Auch der letzte Montag verlief in Kings Pyland ruhig wie alle Lage. Nachdem die Pferde ihren gewöhnlichen Übungsritt gemacht hatten und getränkt worden waren, verschloss man um neun Uhr den Stall. Zwei von den Knechten begaben sich nach Strakers Haus, wo sie in der Küche zu Abend assen, während Eduard Hunter, der dritte, als Wächter zurückblieb. Einige Minuten nach neun brachte ihm das Mädchen, Edith Baxter, sein Nachtessen, das in einem Teller voll Hammelragout bestand. Sie nahm kein Getränk mit, da der Stall eine Wasserleitung hatte und es als strenge Regel galt, dass der wachhabende Knecht nichts anderes trinken durfte als Wasser.

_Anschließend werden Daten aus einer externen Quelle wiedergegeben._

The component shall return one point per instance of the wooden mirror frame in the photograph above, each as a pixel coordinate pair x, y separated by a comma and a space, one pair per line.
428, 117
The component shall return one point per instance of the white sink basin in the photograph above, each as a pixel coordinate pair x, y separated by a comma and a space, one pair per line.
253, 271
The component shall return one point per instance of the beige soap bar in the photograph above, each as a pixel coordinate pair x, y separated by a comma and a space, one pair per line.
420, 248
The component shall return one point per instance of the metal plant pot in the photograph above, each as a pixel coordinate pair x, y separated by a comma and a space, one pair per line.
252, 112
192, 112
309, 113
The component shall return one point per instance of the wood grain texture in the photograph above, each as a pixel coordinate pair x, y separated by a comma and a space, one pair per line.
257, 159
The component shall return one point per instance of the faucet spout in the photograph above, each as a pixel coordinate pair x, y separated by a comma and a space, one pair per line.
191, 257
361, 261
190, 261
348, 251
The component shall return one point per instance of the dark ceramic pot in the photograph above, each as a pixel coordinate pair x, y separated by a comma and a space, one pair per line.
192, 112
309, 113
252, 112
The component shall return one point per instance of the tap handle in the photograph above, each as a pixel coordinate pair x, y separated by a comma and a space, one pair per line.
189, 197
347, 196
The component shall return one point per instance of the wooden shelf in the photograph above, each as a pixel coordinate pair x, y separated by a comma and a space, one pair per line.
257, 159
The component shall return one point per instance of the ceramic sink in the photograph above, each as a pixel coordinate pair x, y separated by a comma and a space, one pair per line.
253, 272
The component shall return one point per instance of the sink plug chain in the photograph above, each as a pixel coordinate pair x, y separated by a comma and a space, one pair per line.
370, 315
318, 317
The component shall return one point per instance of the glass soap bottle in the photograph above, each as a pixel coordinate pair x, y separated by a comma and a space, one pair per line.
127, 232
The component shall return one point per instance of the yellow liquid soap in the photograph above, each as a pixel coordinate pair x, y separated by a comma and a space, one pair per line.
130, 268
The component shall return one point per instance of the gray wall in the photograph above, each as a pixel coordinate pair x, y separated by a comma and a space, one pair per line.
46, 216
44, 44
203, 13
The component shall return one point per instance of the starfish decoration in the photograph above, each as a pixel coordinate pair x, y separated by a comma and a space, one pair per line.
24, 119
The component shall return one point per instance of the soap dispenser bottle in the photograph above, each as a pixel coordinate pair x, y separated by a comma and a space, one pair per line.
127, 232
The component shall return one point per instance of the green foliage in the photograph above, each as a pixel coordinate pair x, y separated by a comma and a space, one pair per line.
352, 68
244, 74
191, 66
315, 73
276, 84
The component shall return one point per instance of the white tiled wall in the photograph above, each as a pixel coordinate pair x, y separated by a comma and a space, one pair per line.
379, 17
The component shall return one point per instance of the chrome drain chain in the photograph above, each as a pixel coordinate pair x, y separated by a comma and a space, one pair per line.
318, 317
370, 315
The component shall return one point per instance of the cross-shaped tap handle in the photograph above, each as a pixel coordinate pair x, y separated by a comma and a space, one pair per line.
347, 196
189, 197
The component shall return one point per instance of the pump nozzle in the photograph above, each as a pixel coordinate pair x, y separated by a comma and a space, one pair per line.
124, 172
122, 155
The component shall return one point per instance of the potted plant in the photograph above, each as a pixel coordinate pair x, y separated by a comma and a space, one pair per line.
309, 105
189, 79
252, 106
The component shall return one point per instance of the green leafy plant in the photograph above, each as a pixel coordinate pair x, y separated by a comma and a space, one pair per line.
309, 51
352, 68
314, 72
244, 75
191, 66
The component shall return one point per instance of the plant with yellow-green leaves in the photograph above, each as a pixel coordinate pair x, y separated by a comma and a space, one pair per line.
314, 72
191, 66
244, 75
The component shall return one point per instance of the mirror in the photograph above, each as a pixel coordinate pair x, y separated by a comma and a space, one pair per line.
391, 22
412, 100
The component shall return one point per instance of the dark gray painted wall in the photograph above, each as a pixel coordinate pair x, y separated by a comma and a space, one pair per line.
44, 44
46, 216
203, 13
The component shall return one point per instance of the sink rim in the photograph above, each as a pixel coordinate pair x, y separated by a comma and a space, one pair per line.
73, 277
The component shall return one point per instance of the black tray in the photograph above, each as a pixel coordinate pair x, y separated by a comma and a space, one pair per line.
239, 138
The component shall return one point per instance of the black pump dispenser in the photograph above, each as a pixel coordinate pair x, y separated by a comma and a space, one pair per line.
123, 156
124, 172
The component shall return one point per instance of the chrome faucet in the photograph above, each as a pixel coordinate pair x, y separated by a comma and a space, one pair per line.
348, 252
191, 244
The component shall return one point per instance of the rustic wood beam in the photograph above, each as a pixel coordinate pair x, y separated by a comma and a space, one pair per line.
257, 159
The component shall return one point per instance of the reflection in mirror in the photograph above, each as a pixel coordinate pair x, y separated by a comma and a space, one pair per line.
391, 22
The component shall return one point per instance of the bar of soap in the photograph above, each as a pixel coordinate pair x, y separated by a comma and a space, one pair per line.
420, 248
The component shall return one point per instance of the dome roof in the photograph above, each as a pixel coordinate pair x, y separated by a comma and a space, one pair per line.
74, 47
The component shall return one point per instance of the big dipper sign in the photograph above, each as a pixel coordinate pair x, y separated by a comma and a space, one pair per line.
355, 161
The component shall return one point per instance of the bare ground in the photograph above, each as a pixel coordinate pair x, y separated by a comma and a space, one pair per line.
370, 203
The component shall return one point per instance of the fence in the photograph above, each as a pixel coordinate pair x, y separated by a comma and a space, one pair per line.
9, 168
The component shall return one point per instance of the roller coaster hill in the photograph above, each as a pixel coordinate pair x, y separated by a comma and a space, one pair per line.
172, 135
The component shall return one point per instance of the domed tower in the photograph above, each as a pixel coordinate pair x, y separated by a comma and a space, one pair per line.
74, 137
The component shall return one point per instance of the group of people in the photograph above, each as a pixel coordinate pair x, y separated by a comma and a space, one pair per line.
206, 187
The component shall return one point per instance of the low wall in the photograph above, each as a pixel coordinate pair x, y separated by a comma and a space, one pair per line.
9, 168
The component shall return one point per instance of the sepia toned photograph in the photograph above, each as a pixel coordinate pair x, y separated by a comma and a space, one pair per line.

Edith Baxters Weg führte über das offene Moor, und da es ganz dunkel war, nahm sie eine Laterne mit. Als sie sich dem Stall bis auf etwa dreissig Meter genähert hatte, tauchte plötzlich aus der Finsternis ein Mann auf und rief sie an. Er trat in den Lichtkreis der Laterne, sie sah, dass er den besseren Ständen angehörte; er trug einen grauen Anzug aus leichtem Wollstoff, Gamaschen und eine Tuchmütze, in der Hand hielt er einen schweren Stock mit dickem Knauf. Was ihr am meisten auffiel, war jedoch die entsetzliche Blässe seines Gesichts und sein ängstliches Benehmen; nach ihrer Ansicht mochte er eher über als unter dreissig Jahre alt sein.

,Können Sie mir vielleicht sagen, wo ich bin?‘ fragte er. , Ich hatte mich schon darein ergeben, die Nacht auf dem Moor zuzubringen, als ich das Licht Ihrer Laterne sah.‘

,Sie sind dicht bei den Stallgebäuden von Kings Pyland‘, versetzte sie.

,Wirklich! Nun, das nenne ich Glück haben!‘ rief er. ,Man hat mir gesagt, dass dort nur ein Stallknecht wohnt; vielleicht wollen Sie ihm eben sein Abendbrot bringen. Ich denke, Sie werden nicht zu stolz sein, um sich ein neues Kleid zu verdienen, nicht wahr? — Nun gut, wenn Sie dem Knecht noch heute abend dies hier zukommen lassen‘, er nahm ein kleines, zusammengefaltetes Papier aus der Westentasche, ,so sollen Sie das Geld zu einem hübschen Kleid von mir bekommen.‘

Die Magd erschrak, als er sein Anliegen so dringend vorbrachte, sie lief rasch an ihm vorbei nach dem Fenster hin, durch welches sie das Essen hineinzureichen pflegte. Es war schon geöffnet. Hunter sass drinnen an einem kleinen Tisch. Eben erzählte sie ihm, was ihr zugestossen sei, als der Fremde selbst herzutrat.

,Guten Abend‘, sagte er, durch das Fenster blickend; ,ich möchte gern ein paar Worte mit Ihnen reden.‘ — Das Mädchen hat unter Eid versichert, dass sie, während er sprach, eine Ecke des weissen Papierpäckchens in seiner geschlossenen Hand bemerkte.